Week 1: A New Writing.AI Routine

Nathan Cantelmo
Created with Writing.AI
3 min readJul 31, 2017

For a long time now, I’ve been meaning to write regularly. Both as a personal exercise, to connect with my thoughts, and as a professional exercise, to put my ideas out there for feedback, criticisms, or just as a general matter of giving back. This hasn’t been an easy thing for me, because I don’t particularly enjoy writing.

To address this issue, I’ve decided to start using Writing.AI on a weekly basis to produce content that I’ll go ahead and publish. This will help me test and improve the system while at the same time kicking my writing habit into gear.

I’ve had a few false starts in the past when it comes to writing regularly. There was the ‘Daily Prolific’ effort I started in grad school that fizzled out after a week or so. My goal there was to simply type up a page each day with my thoughts, learnings, etc.

This seemed like a good way to jump start my writing habit, because it was a relatively small amount of content to produce.

However, the frequency I had aimed for was far too high (especially during that year of my life) and I had no accountability to anyone other than myself. In short, it was a doomed effort from the start.

Several years later, I bought a nice journal and started putting my thoughts down in it. This wasn’t a dramatic change from my regular daily routine, since I usually jot down a few pages of notes while I’m working through whatever problem I’ve taken on for the day.
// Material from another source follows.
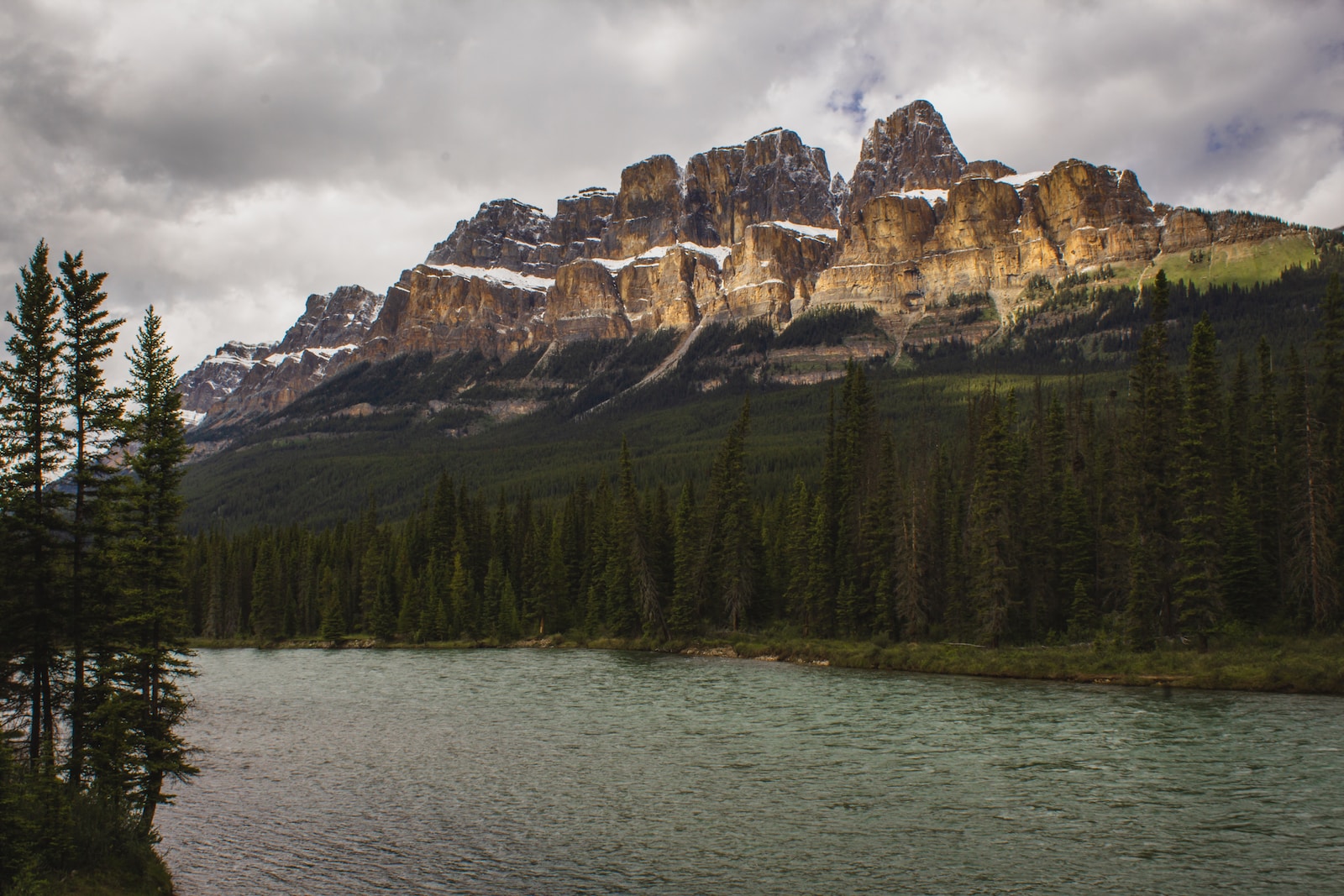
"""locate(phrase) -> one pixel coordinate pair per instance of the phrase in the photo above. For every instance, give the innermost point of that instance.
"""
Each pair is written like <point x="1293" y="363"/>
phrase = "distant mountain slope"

The journal offered the benefit that it was natural to work with, being a physical object, and I felt free to share my thoughts more freely on topics that had little to do with my day-to-day work.

Unfortunately, over time I found that I would rarely write in my journal unless I had a pressing personal decision weighing on my mind that I needed to work through. This didn’t happen very often, so the journaling approach to get myself writing more also fell apart to a large extent. Lack of routine and, again, lack of accountability for writing regularly also contributed.

For a few years after this point, I didn’t think much about writing beyond my regular habits.

Skipping ahead to the present day, I’m starting anew.

At the end of this process, I hope to have established a new writing routine, exposed a bunch of my thoughts to the world, and made dramatic improvements to Writing.AI.

Some of the improvements to Writing.AI I’ll be tracking have to do with how productive I can be using the system. That productivity can be measured in terms of how much content I can produce during a given writing session, but also in terms of how organized the final product is. Another element that matters quite a bit is how much resistance I have to starting writing from week to week.

Ideally, Writing.AI will prove to be an approachable ally in writing that makes the process far less painful than it would be if I were just staring at a blank page. The current version is a getting there, but developing a voice and personality for the system is still a work in progress.

Having learned a few things from my past efforts, I’m kicking off this process with (1) a reasonable scope; and (2) some public accountability:

For the next eight weeks, I’ll be using Writing.AI to write and publish weekly about whatever comes to mind. I will write at least one article each week, but may publish several pieces depending on how many different writing styles I’d like to test fully.

So this is it, my first real effort to write a public piece using Writing.AI from start to finish. I sat down about 35 minutes ago and started a new ‘Announcement’. I’ve answered a bunch of questions about the announcement, and have yet to see what the system generates. I’m hoping it’ll make sense, because I’m planning to publish it more or less as-is.